Mais seule la banque qui a demandé l’inscription peut demander la levée du fichage à la Banque de France, l’inscription au FICP étant supprimée dès que les sommes dues au titre des retards de paiement sont intégralement remboursées.
C’est donc à bon droit que le premier juge a débouté les époux X de cette prétention.
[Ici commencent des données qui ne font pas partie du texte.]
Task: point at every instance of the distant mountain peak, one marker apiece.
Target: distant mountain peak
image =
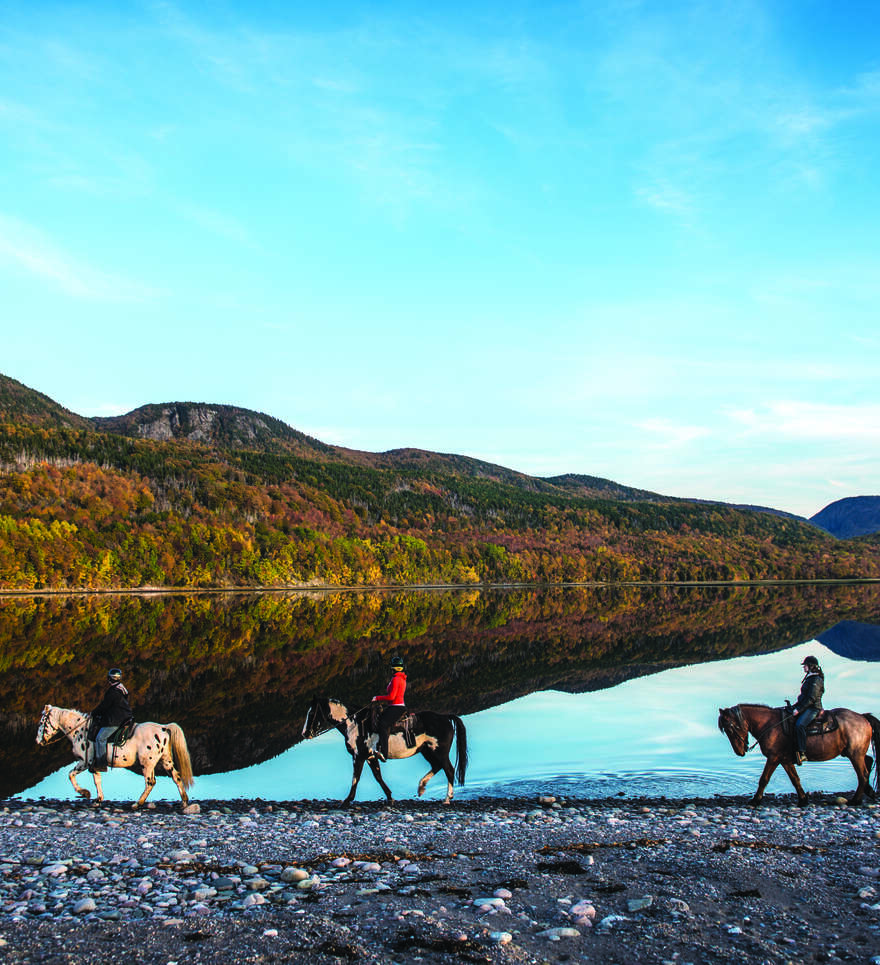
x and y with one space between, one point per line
851 516
223 425
26 406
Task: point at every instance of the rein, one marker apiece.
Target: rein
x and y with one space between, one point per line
763 730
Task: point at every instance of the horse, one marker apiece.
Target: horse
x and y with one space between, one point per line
150 744
433 734
852 737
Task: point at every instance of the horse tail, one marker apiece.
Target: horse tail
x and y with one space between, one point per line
180 754
875 742
461 758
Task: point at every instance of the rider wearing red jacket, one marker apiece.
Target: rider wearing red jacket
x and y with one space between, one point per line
394 706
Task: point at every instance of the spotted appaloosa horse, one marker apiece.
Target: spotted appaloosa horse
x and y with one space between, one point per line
852 737
149 745
434 734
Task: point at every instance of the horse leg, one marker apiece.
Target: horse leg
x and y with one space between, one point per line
435 766
439 761
858 763
81 791
171 771
791 770
355 777
149 783
377 773
766 774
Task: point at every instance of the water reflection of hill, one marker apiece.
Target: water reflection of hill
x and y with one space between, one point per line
853 640
238 671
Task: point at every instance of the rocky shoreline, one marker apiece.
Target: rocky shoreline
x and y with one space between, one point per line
536 880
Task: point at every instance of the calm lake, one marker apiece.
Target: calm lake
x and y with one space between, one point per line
579 691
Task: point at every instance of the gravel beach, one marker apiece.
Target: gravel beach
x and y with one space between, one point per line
538 880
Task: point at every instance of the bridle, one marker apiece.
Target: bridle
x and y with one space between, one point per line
327 723
58 731
737 713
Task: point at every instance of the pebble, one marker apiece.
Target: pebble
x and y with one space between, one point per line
555 934
56 863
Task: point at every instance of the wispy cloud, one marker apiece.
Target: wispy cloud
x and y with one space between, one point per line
813 421
668 434
25 247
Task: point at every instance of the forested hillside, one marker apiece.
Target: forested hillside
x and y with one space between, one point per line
218 496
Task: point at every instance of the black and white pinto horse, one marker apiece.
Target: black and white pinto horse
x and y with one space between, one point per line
434 734
149 745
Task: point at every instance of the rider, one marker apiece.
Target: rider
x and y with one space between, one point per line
113 710
395 707
808 704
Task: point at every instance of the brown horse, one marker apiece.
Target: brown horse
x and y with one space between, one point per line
851 738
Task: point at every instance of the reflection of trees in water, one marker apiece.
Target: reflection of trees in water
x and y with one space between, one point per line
238 671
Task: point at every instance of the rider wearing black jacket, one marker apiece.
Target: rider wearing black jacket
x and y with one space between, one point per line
808 704
113 710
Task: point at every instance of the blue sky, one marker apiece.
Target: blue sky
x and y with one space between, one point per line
631 239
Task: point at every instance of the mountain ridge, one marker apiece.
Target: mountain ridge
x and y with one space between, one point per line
198 495
231 427
850 516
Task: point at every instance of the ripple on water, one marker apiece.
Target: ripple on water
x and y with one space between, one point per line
657 782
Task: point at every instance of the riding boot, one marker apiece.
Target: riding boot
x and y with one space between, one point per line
801 754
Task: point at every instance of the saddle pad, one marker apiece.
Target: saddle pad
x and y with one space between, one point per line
123 733
823 724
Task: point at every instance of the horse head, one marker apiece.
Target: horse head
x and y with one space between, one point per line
734 727
48 724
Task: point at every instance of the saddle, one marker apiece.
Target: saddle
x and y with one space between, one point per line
405 726
120 736
823 723
123 733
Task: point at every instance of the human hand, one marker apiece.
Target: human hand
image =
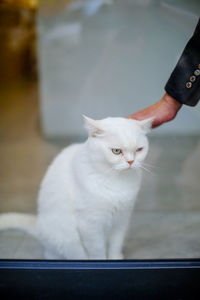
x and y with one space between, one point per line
164 110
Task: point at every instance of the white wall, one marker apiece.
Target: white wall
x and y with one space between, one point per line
111 58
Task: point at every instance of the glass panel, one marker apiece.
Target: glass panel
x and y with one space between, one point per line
99 58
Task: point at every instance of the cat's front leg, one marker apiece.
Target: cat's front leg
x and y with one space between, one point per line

Sur les dépens et l’article 700 du code de procédure civile :
Les intimés seront condamnés au dépens d’appel et à payer au Crédit agricole la somme de 1.500 euros au titre de l’article 700 du code de procédure civile.
***
**
PAR CES MOTIFS
la cour, statuant par arrêt contradictoire, rendu par mise à disposition,
CONFIRME le jugement en ce qu’il a :
— condamné solidairement les époux X à payer au Crédit agricole la somme de 155.548,22 euros outre intérêts de retard à échoir au taux de 4,18% à compter du 20 septembre 2016,
— ordonné la capitalisation des intérêts,
— débouté les époux X de leur demande de mainlevée de leur inscription au FCIP,
— condamné les époux X aux dépens,
L’INFIRME pour le surplus,
Statuant à nouveau,
CONDAMNE les époux X à payer au Crédit agricole la somme de 12.540 euros au titre de l’indemnité de 7%, avec intérêts au taux légal à compter du 20 septembre 2016,
LES CONDAMNE solidairement au paiement des frais d’inscription d’hypothèques judiciaires sur les biens immobiliers sis à Lafox et à Aix-en-Provence,
DEBOUTE les époux X de leur action en responsabilité contre le Crédit agricole,
LES CONDAMNE à payer au Crédit agricole la somme de 1.500 euros au titre de l’article 700 du code de procédure civile,
REJETTE le surplus des demandes,
CONDAMNE les époux X aux dépens d’appel qui seront recouvrés conformément aux dispositions de l’article 699 du code de procédure civile.